The method recognizes these structured ID formats:

Pattern Description Example Use Case
INC-YYYY-NNN Incident reports INC-2024-089 Security incidents, outages
CVE-YYYY-NNNNN CVE identifiers CVE-2024-12345 Vulnerability tracking
PROJ-NNN Project codes PROJ-456 Project management
SRV-NNN Server IDs SRV-789 Infrastructure inventory

Algorithm

1. Extract entity IDs from question using regex patterns
2. For each entity ID:
   a. Search memory for facts containing the entity ID text
   b. Search across ALL contexts (not limited to single context)
   c. Retrieve up to limit_per_entity facts
3. Aggregate all retrieved facts
4. Deduplicate based on fact ID
5. Return deduplicated fact list

Example Usage

# Question containing incident ID
question = "What was the root cause of INC-2024-089?"

# Retrieves facts from:
# - incidents context: "INC-2024-089: Authentication service outage..."
# - security_logs context: "INC-2024-089 logged at 14:32..."
# - post_mortems context: "INC-2024-089 post-mortem: Database deadlock..."
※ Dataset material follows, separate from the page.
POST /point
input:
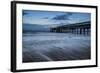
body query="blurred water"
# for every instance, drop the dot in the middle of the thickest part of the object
(47, 46)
facts = agent._entity_linked_retrieval(question)
# Returns ~8-10 facts containing "INC-2024-089" from multiple contexts

Performance Characteristics

  • Time Complexity: O(n × e) where n = total facts, e = entity IDs
  • Space Complexity: O(e × k) where k = limit_per_entity
  • Index Requirements: Text search on fact content
  • Recommended Use: Questions with 1-3 entity IDs

When to Use

Use entity-linked retrieval when: - Question contains structured entity IDs - Facts are distributed across multiple context tags - Standard retrieval misses related information - Entity ID is more reliable than semantic similarity

Don't use when: - Question has no structured IDs - All facts are in a single context - Entity IDs are ambiguous or non-unique

Multi-Entity Retrieval

Method Signature

def _multi_entity_retrieval(
    self,
    question: str,
    min_entities: int = 2,
    facts_per_entity: int = 5
) -> list[Fact]:
    """
    Detects questions with multiple entities and retrieves facts for each independently.

    Args:
        question: The question text
        min_entities: Minimum entities required to trigger this method (default: 2)
        facts_per_entity: Max facts to retrieve per entity (default: 5)

    Returns:
        List of deduplicated facts for all detected entities

    Entity Detection Methods:
        - Quoted terms: "Alpine Lodge"
        - Capitalized phrases: Alpine Lodge Project
        - Named entity patterns: proper nouns, locations
    """

Entity Extraction

The method detects entities using these patterns:

Pattern Type Regex Example Priority
Quoted terms "([^"]+)" "Snowfall incident" High
Capitalized phrases [A-Z][a-z]+(?: [A-Z][a-z]+){1,3} Alpine Lodge Medium
Structured IDs Entity ID patterns INC-2024-089 High

Algorithm

1. Extract entities from question:
   a. Extract quoted terms (highest priority)
   b. Extract capitalized multi-word phrases
   c. Extract structured entity IDs
2. Filter to unique entities (deduplicate)
3. If fewer than min_entities detected, return empty list
4. For each entity:
   a. Retrieve top facts_per_entity facts via semantic search
   b. Use entity as query term
5. Aggregate all facts from all entities
6. Deduplicate based on fact ID
7. Return merged fact list

Example Usage

# Multi-entity question
question = "How did the Snowfall incident affect the Alpine Lodge project?"

# Extracts entities:
# 1. "Snowfall incident" (quoted term)
# 2. "Alpine Lodge project" (capitalized phrase)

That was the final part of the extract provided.